Segundo Peroni (2008):

Na proposição de seus programas o Instituo Ayrton Senna expõe uma lógica gerencial com um forte viés tecnicista e produtivista, por meio dos seus testes standartizados e das técnicas advindas da administração privada, baseadas em uma qualidade não explícita em seu conteúdo (PERONI, 2008, p. 07).

Ainda para essa autora, nos programas do IAS:

[...] verifica-se a preocupação em estabelecer diálogo com a comunidade escolar. Pelo contrário, o mesmo kit de aprendizagem usado no interior do RS é usado para os índios no Pará, sem qualquer preocupação com os princípios da gestão democrática e curricular (PERONI, 2008, p. 07). A realidade da formação de gestores no Piauí apresenta-se ainda bastante diversificada, tanto no que diz respeito à formação inicial como continuada desses profissionais. O marco regulatório do processo de escolha dos gestores exige apenas formação em nível superior, em curso de licenciatura plena em qualquer área e experiência de dois anos em sala de aula.

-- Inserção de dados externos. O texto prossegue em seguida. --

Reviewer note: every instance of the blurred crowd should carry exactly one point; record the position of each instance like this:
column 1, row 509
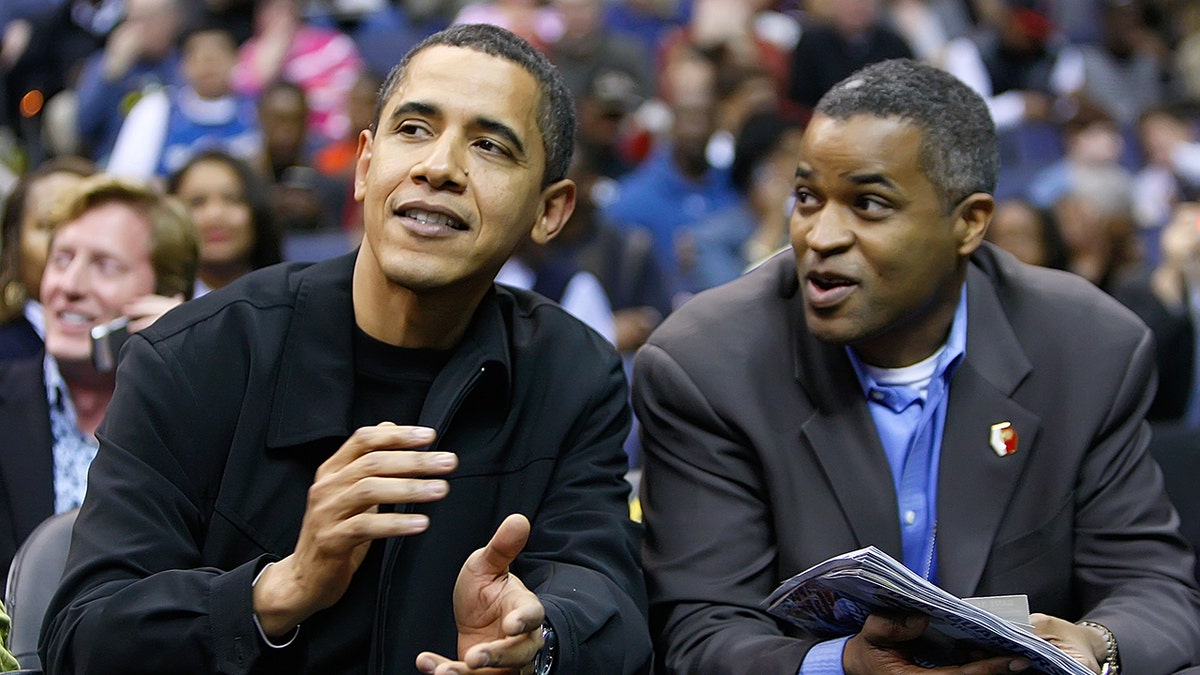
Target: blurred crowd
column 689, row 113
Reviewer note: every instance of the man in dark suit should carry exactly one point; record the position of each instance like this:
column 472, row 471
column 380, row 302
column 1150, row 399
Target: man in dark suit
column 383, row 461
column 897, row 382
column 115, row 250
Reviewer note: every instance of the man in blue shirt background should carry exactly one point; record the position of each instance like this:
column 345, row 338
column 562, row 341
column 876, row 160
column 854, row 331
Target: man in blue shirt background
column 851, row 394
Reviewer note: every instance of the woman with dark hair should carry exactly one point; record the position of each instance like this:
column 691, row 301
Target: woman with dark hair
column 24, row 242
column 231, row 210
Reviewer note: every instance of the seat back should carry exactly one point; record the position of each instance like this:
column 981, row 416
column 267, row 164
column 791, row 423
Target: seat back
column 33, row 579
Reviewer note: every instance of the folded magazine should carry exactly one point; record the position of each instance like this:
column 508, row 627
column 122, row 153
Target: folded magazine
column 833, row 598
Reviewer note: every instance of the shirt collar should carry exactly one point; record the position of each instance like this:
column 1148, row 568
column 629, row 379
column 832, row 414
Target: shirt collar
column 947, row 362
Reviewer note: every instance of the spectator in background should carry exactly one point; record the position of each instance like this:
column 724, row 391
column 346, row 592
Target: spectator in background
column 561, row 279
column 233, row 217
column 1091, row 138
column 168, row 126
column 1009, row 64
column 1123, row 73
column 1167, row 297
column 301, row 197
column 1095, row 217
column 24, row 242
column 42, row 57
column 828, row 52
column 323, row 61
column 1027, row 232
column 621, row 258
column 587, row 46
column 1171, row 172
column 726, row 243
column 676, row 186
column 141, row 55
column 648, row 21
column 606, row 130
column 117, row 250
column 335, row 160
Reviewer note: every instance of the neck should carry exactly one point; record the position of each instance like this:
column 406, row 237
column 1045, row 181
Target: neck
column 400, row 316
column 90, row 393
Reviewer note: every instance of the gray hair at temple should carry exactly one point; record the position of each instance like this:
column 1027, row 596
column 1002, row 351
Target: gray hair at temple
column 959, row 149
column 556, row 107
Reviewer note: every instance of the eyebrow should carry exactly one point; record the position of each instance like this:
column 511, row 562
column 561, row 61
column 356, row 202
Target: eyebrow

O PAR do Piauí aponta uma situação de formação de gestores concentrada na capital, através do Progestão, e cursos desenvolvidos pelo Fundescola. Além de capacitações pontuais desenvolvidas pelo Programa PDE Escola a SEDUC aponta o Programa Escola de Gestores e o Programa Formação pela Escola, este último visa capacitar a comunidade escolar para a melhor utilização dos programas do FNDE, não sendo voltado exclusivamente para a gestão escolar.

Essa tentativa de recuperação da trajetória das políticas voltadas para a gestão educacional nas duas últimas décadas, tanto no Brasil como no Piauí, revela um quadro

marcado pela hegemonia dos organismos de cooperação internacional na definição de diretrizes, orientações e marcos legais e operacionais indutores de reformas educacionais com vistas ao ajustamento da educação à nova ordem econômica mundial. Os sucessivos governos têm priorizado a gestão educacional e escolar como condição fundamental para a elevação da qualidade do ensino e, dessa forma, ensejando um conjunto de programas e ações, na maioria das vezes fragmentadas, superpostas e sem articulação e organicidade entre si, com concepções antagônicas. Dessa forma, predomina no campo da gestão educacional uma dualidade conflitiva entre elementos de participação e ações gerencialistas.